En fin de compte, notre but est de parfaire le processus d’agrément pour qu’il soit adapté aux objectifs. Pour ce faire, nous tiendrons compte des pratiques d’évaluation et de gestion du risque propres aux différents modèles d’affaires, tout en permettant aux institutions et aux nouvelles entités de se livrer concurrence et de prendre des risques dans un environnement en rapide mutation. Nous voulons que le processus suive l’évolution du contexte et puisse être adapté au besoin, et nous envisageons donc différentes approches que nous mettrons à l’essai pour en tirer des leçons. En bref, nous cherchons à obtenir un processus clair, transparent, efficace et fondé sur le risque.

Si nous n’en sommes qu’aux premières étapes de ce projet, sachez que nous continuerons de collaborer avec les différentes parties prenantes, dont les professionnels du secteur et nos partenaires fédéraux et provinciaux, à mesure que nos travaux progressent.

Troisième et dernièrement, nous nous penchons de très près sur la question des cryptomonnaies dites « stables », qui constituent un élément important dans le paysage émergent des innovations en matière de monnaie électronique. À la différence des autres formes de cryptomonnaies, toujours plus nombreuses, la valeur d’une cryptomonnaie stable est ancrée à celle d’une autre devise, d’un produit de base ou d’un autre type d’instrument financier.

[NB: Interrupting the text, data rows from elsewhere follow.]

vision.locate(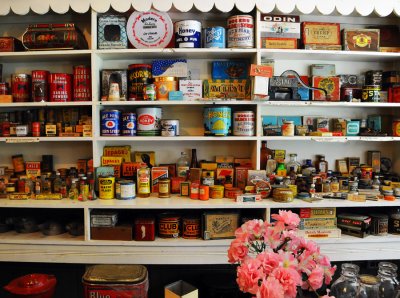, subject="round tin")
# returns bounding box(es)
[100,110,121,136]
[174,20,201,48]
[161,119,179,137]
[128,64,151,100]
[203,106,232,136]
[227,15,254,48]
[32,70,50,102]
[233,111,255,136]
[49,73,72,102]
[122,112,136,136]
[136,107,162,136]
[11,74,31,102]
[204,26,225,49]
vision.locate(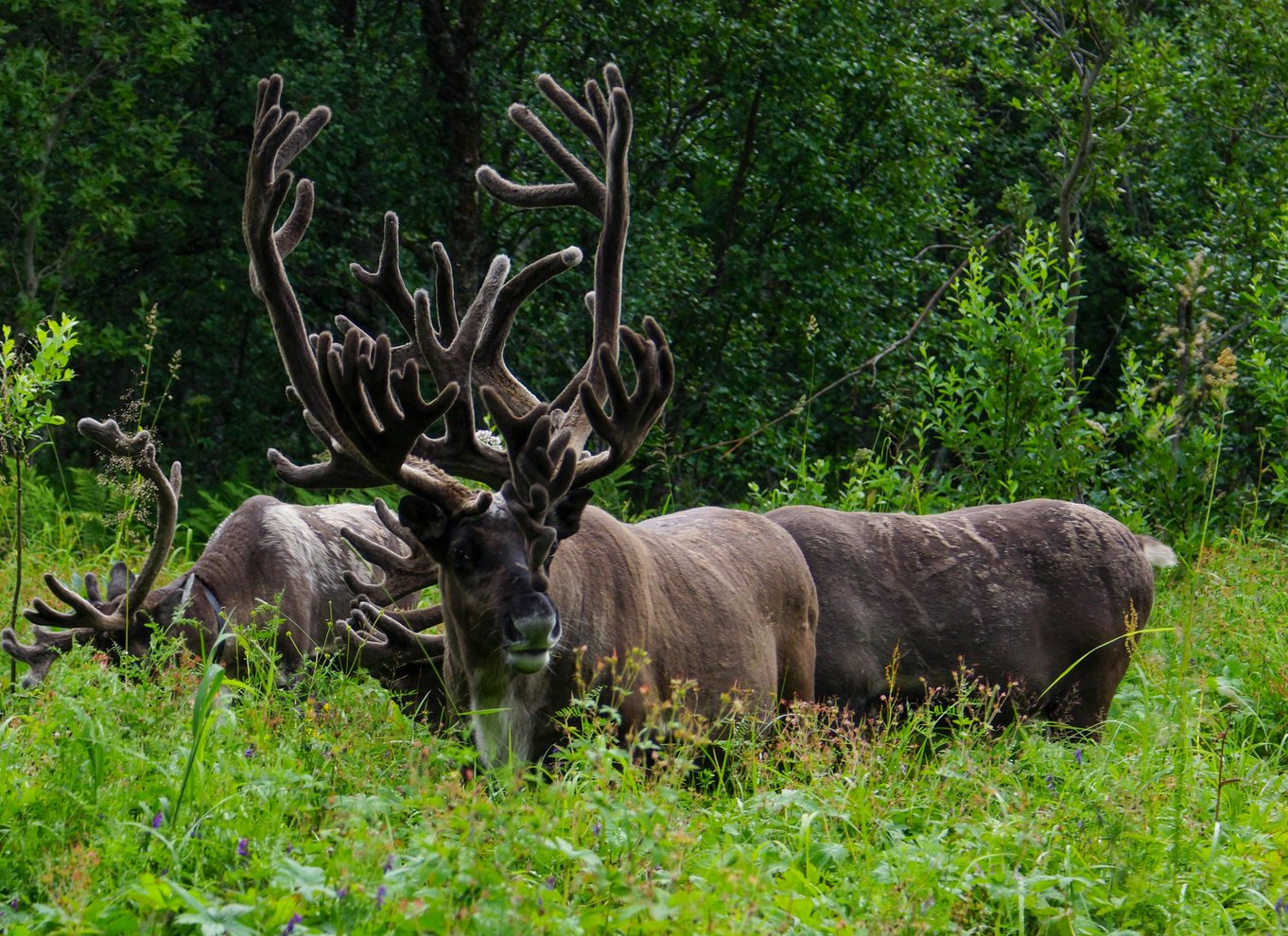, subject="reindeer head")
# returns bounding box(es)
[243,65,675,673]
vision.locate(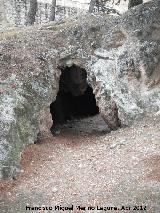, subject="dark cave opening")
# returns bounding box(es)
[50,65,99,134]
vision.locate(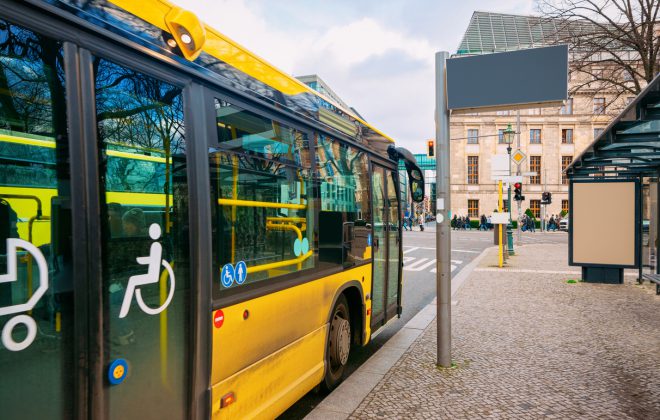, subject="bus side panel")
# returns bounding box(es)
[210,264,371,418]
[212,324,328,419]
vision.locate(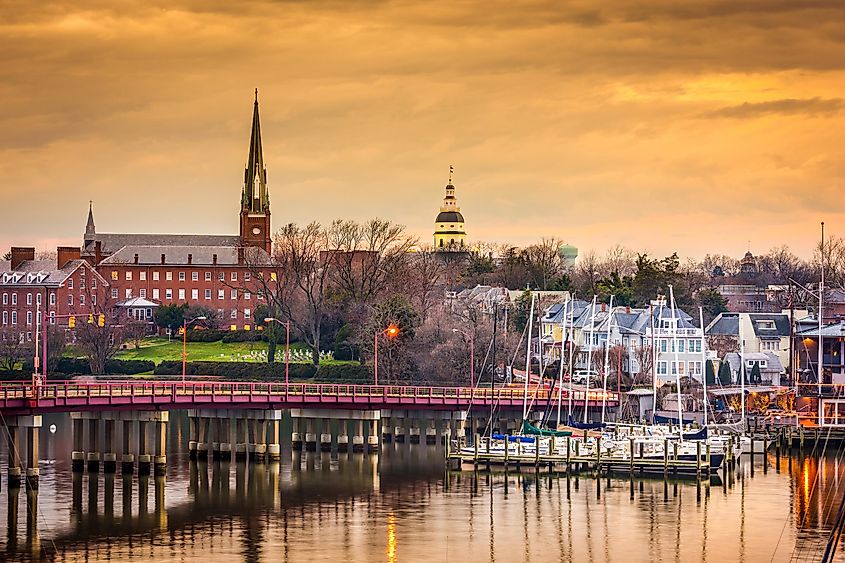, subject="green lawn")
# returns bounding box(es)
[115,337,347,364]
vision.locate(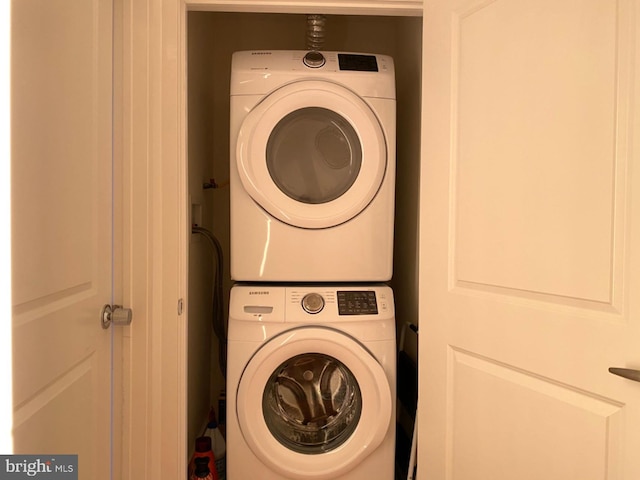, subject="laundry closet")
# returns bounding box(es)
[186,6,422,472]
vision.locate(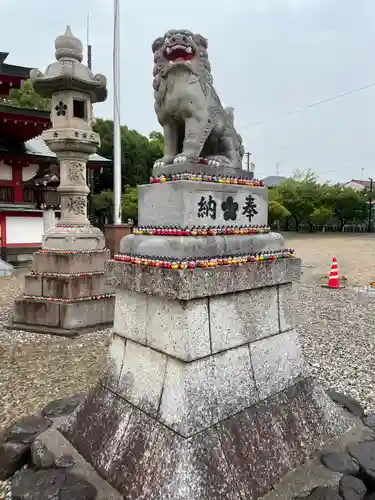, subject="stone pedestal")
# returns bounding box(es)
[11,250,115,336]
[43,208,56,233]
[104,224,133,257]
[61,252,353,500]
[61,181,353,500]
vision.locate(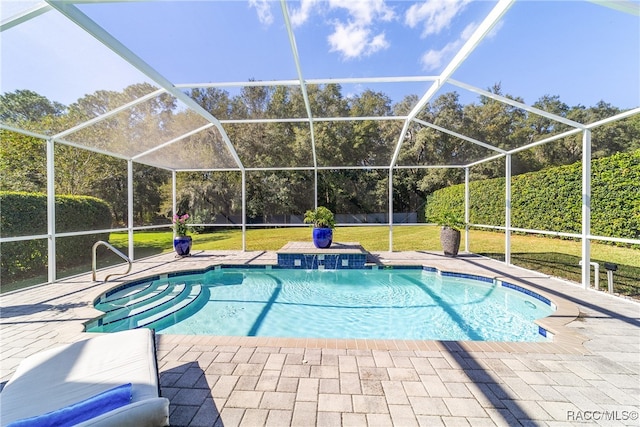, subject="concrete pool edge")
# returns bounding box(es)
[83,254,589,354]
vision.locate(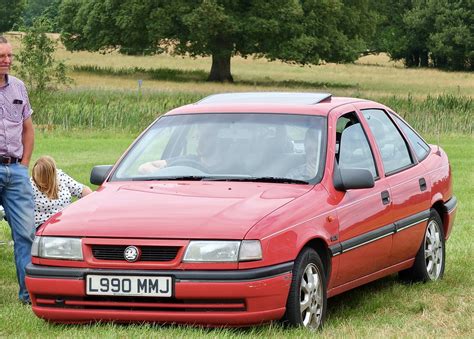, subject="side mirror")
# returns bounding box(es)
[90,165,113,186]
[334,166,375,191]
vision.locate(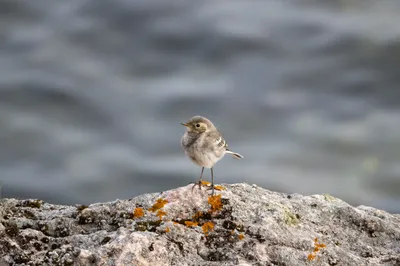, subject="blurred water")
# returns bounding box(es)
[0,0,400,212]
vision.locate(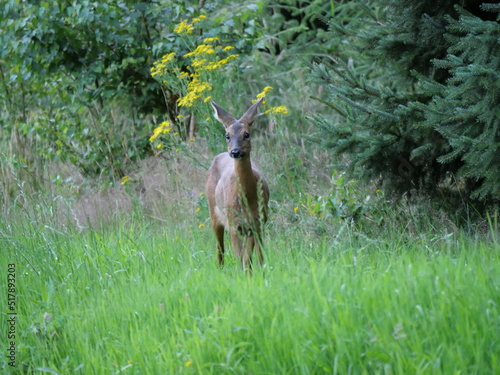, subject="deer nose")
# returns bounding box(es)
[230,148,245,159]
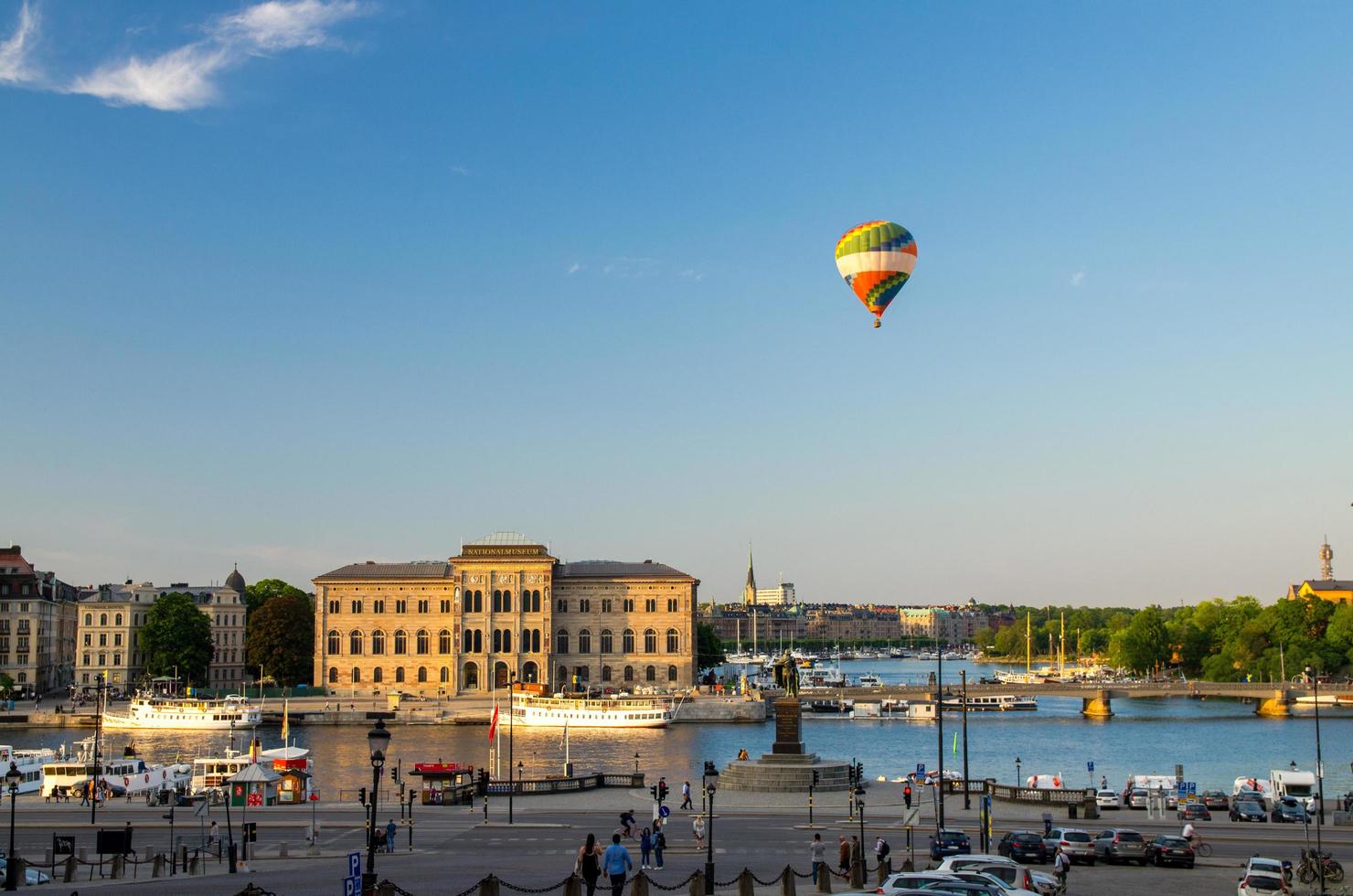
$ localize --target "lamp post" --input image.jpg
[1305,666,1325,893]
[708,752,719,896]
[361,719,389,896]
[4,762,23,890]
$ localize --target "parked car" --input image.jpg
[996,831,1048,865]
[1043,827,1094,865]
[1269,795,1310,825]
[1227,800,1268,822]
[1146,834,1193,868]
[1094,827,1146,865]
[1235,871,1288,896]
[930,829,973,862]
[1176,803,1212,822]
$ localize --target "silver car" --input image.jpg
[1043,827,1094,865]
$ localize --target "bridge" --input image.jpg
[801,679,1353,719]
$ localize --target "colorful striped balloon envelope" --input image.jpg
[836,220,916,326]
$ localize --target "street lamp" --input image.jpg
[4,762,23,890]
[1305,666,1325,893]
[708,752,719,896]
[361,719,389,896]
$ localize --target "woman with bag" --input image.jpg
[574,834,601,896]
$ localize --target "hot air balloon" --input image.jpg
[836,220,916,327]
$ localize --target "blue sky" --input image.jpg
[0,0,1353,605]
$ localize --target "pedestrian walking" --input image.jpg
[808,834,826,884]
[574,834,601,896]
[601,834,634,896]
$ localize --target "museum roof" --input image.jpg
[555,560,694,580]
[315,560,451,581]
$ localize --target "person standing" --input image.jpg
[601,834,634,896]
[574,834,601,896]
[808,834,826,884]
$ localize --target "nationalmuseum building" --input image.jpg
[314,532,699,696]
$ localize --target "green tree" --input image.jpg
[245,580,310,614]
[138,592,212,682]
[245,595,315,687]
[696,623,728,671]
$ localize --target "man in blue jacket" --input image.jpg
[601,834,634,896]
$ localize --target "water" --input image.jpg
[0,652,1353,798]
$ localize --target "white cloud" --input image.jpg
[0,0,37,84]
[57,0,371,112]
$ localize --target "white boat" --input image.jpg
[0,744,57,793]
[102,694,262,731]
[508,694,676,728]
[42,738,192,795]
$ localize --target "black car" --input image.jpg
[1269,797,1308,825]
[931,831,973,862]
[996,831,1048,865]
[1146,834,1193,868]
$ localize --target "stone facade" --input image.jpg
[314,532,699,696]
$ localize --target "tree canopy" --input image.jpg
[245,595,315,687]
[138,592,212,684]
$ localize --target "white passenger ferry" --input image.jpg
[0,744,57,793]
[508,694,676,728]
[102,693,262,731]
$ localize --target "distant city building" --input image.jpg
[0,544,76,694]
[314,532,698,694]
[77,567,245,690]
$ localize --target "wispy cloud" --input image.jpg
[0,0,373,112]
[0,0,37,84]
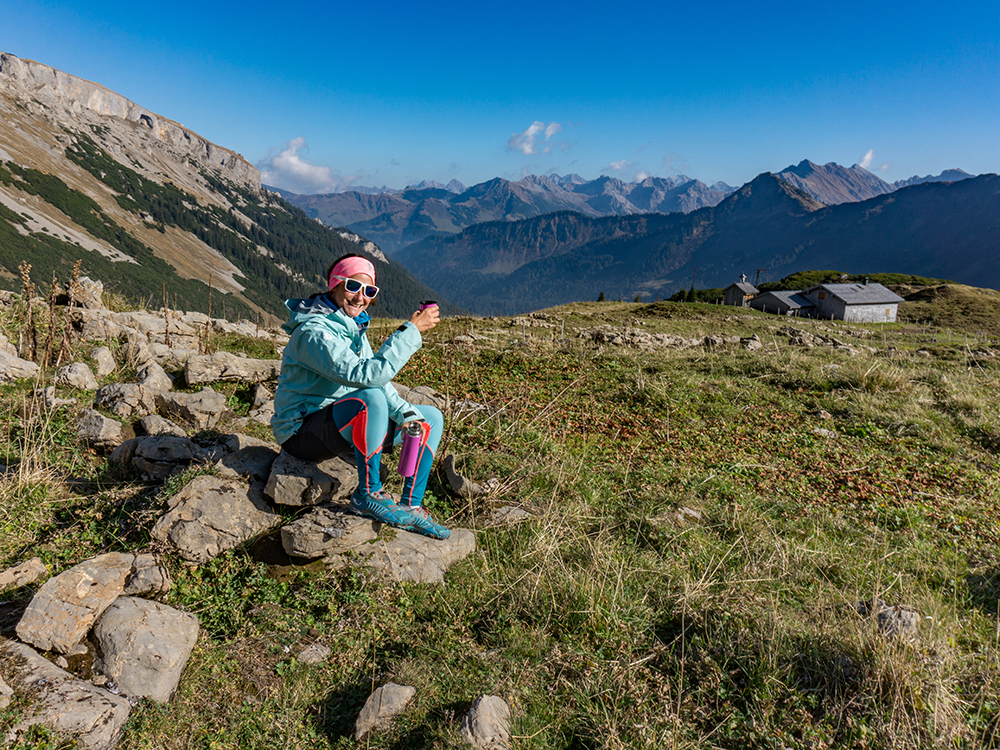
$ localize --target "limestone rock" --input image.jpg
[0,349,40,383]
[138,362,174,395]
[264,451,358,506]
[135,414,187,437]
[94,383,156,419]
[73,276,107,310]
[0,557,49,591]
[0,677,14,710]
[156,388,226,430]
[130,435,198,482]
[854,598,920,641]
[354,682,417,740]
[299,643,330,665]
[250,383,274,409]
[90,346,116,378]
[216,445,280,482]
[152,475,279,564]
[17,552,152,654]
[35,385,76,409]
[462,695,511,750]
[0,640,132,750]
[53,362,97,391]
[281,507,476,583]
[94,596,198,703]
[444,453,485,498]
[76,409,122,451]
[122,554,171,596]
[184,352,281,385]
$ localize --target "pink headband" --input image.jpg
[330,255,375,289]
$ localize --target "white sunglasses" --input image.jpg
[331,274,378,299]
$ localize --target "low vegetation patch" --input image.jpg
[0,290,1000,750]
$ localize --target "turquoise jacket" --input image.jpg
[271,295,423,444]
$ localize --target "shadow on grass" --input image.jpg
[965,568,1000,618]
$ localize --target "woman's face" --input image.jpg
[330,273,375,318]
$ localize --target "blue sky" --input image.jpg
[0,0,1000,192]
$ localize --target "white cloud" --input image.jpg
[507,120,562,156]
[257,137,360,195]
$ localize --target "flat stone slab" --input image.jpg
[462,695,511,750]
[0,639,132,750]
[264,451,358,506]
[184,352,281,385]
[354,682,417,740]
[94,596,198,703]
[0,557,49,591]
[152,475,280,564]
[156,388,228,430]
[281,506,476,583]
[17,552,170,654]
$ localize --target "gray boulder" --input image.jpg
[281,506,476,583]
[184,352,281,385]
[0,557,49,591]
[73,276,107,310]
[0,677,14,710]
[76,409,122,451]
[0,349,40,383]
[156,388,227,430]
[52,362,97,391]
[128,435,198,482]
[135,414,187,437]
[90,346,116,378]
[16,552,168,654]
[152,475,280,564]
[264,451,358,506]
[354,682,417,740]
[444,453,486,498]
[94,383,156,419]
[138,362,174,395]
[0,639,132,750]
[94,596,198,703]
[462,695,511,750]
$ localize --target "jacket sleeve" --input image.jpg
[295,322,422,390]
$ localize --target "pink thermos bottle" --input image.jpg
[399,422,424,477]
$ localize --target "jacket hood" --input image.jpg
[281,294,371,334]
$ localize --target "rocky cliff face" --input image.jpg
[0,53,261,202]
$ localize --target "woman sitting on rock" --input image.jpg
[271,253,451,539]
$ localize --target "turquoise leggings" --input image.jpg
[331,388,444,507]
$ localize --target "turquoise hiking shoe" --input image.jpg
[399,505,451,539]
[347,490,415,531]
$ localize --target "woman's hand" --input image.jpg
[410,305,441,334]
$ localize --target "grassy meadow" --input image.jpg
[0,286,1000,750]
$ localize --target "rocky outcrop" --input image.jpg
[152,476,280,563]
[0,639,132,750]
[0,53,261,193]
[17,552,169,654]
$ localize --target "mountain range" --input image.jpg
[279,174,735,254]
[278,160,971,254]
[0,53,1000,324]
[394,172,1000,314]
[0,53,431,319]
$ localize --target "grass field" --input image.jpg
[0,294,1000,750]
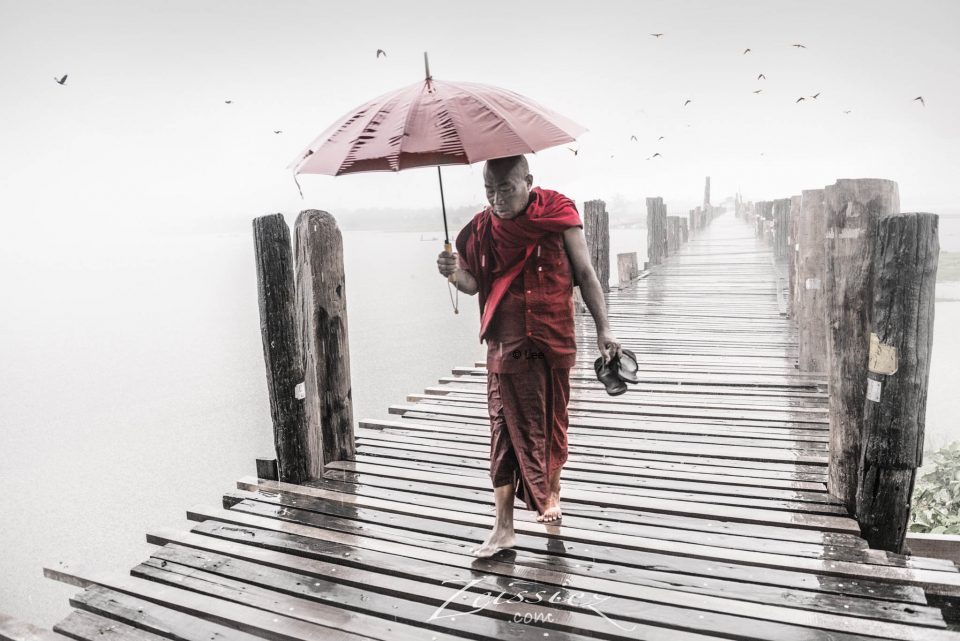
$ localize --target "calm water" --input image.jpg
[0,220,960,627]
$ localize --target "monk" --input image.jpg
[437,156,620,557]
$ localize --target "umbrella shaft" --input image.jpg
[437,165,450,245]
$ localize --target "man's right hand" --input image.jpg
[437,251,459,277]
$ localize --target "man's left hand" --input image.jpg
[597,332,620,363]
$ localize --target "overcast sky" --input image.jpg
[0,0,960,233]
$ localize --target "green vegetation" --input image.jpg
[910,441,960,534]
[937,252,960,282]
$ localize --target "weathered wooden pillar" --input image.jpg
[857,214,940,554]
[253,214,311,484]
[647,196,667,265]
[787,196,800,320]
[617,252,640,287]
[824,178,900,514]
[797,189,827,373]
[773,198,790,259]
[583,200,610,293]
[667,216,681,256]
[294,209,356,480]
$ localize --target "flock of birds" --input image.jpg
[54,43,927,160]
[567,33,927,160]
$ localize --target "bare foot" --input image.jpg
[537,498,563,524]
[470,527,516,559]
[537,469,563,523]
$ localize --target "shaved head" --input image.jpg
[483,156,533,219]
[484,156,530,178]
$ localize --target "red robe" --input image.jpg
[456,188,583,514]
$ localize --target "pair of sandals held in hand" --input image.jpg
[593,347,640,396]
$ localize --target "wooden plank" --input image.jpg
[172,504,957,640]
[50,610,168,641]
[360,415,826,482]
[43,563,380,641]
[0,612,65,641]
[352,434,826,496]
[227,481,960,591]
[224,482,944,569]
[354,444,846,516]
[274,475,866,550]
[390,405,826,464]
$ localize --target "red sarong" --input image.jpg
[487,352,570,514]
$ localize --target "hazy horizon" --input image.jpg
[0,0,960,236]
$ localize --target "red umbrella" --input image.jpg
[287,53,586,308]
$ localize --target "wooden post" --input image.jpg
[294,209,356,472]
[857,214,940,554]
[824,178,900,514]
[617,252,640,287]
[583,200,610,293]
[253,214,310,484]
[787,196,800,320]
[647,196,667,265]
[773,198,790,259]
[667,216,681,256]
[797,189,827,373]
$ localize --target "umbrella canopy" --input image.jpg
[287,76,586,176]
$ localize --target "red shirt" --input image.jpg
[457,192,583,373]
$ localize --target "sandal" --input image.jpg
[593,356,627,396]
[617,347,640,383]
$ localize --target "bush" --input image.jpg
[910,441,960,534]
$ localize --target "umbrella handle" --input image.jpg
[443,243,460,314]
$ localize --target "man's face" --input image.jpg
[483,166,533,219]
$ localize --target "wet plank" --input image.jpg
[174,502,952,639]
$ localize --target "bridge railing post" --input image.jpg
[787,196,801,320]
[856,213,940,553]
[647,196,667,265]
[797,189,827,373]
[253,214,310,483]
[583,200,610,293]
[824,179,900,514]
[294,209,356,472]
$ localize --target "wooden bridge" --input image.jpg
[7,208,960,641]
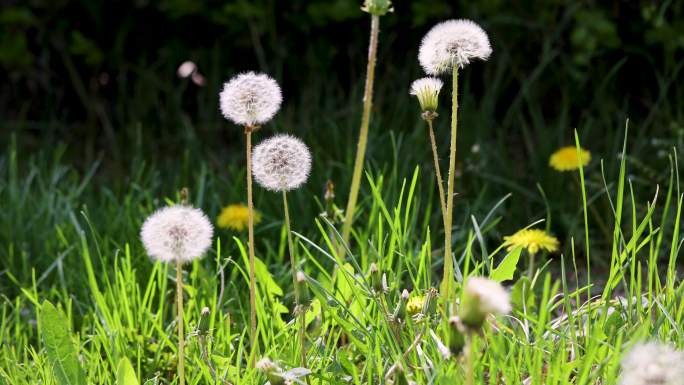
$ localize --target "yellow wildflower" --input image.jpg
[504,229,558,255]
[216,203,261,231]
[549,146,591,171]
[406,295,425,316]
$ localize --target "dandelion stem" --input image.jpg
[339,15,380,256]
[427,119,447,231]
[176,259,185,385]
[441,65,458,304]
[245,126,257,368]
[465,333,475,385]
[283,189,306,367]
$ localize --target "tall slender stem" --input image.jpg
[339,15,380,255]
[465,332,475,385]
[427,119,447,228]
[176,259,185,385]
[441,65,458,303]
[245,127,258,368]
[283,190,306,367]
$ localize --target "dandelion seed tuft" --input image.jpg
[619,342,684,385]
[219,72,283,126]
[409,77,444,112]
[252,134,311,191]
[549,146,591,171]
[460,277,511,328]
[216,203,261,231]
[140,205,214,263]
[418,19,492,75]
[504,229,559,255]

Bien que ce ne soit pas toujours le cas, ces ancrages sont généralement adossés à des actifs traditionnels comme des devises, des obligations d’État, des papiers commerciaux, voire d’autres actifs numériques. Or, certains affirment que les cryptomonnaies stables sont comparables à des banques. Si tel est le cas, ne devraient‑elles pas être réglementées comme des banques?

Voilà pourquoi nous travaillons en étroite collaboration avec nos partenaires fédéraux et provinciaux pour garantir que l’approche réglementaire qu’adoptera le Canada à l’égard des cryptomonnaies stables est adéquate et concertée. Parallèlement, nous collaborons avec divers interlocuteurs fédéraux et organismes internationaux pour évaluer les répercussions de la monnaie électronique sur nos cadres réglementaires. Nous prévoyons notamment de fournir des précisions sur les volets de la gestion du risque et de la gouvernance qui sont propres aux dispositifs de cryptomonnaies stables.

Les projets dont je vous ai parlé aujourd’hui constituent des éléments importants de notre approche, en constante évolution, de l’environnement de risque actuel. Nous voulons veiller à ce que les institutions financières que nous surveillons adoptent une vision à long terme pour assurer leur santé financière et contribuer, de manière plus générale, à la prospérité et à la stabilité de la société.

Certes, personne ne peut prédire l’avenir, mais nous pouvons essayer de le construire ensemble en jetant des bases prudentes dès maintenant pour nous prémunir contre les chocs auxquels nous devrons faire face dans les prochaines années, quelle qu’en soit la source.

Je vous remercie de votre attention.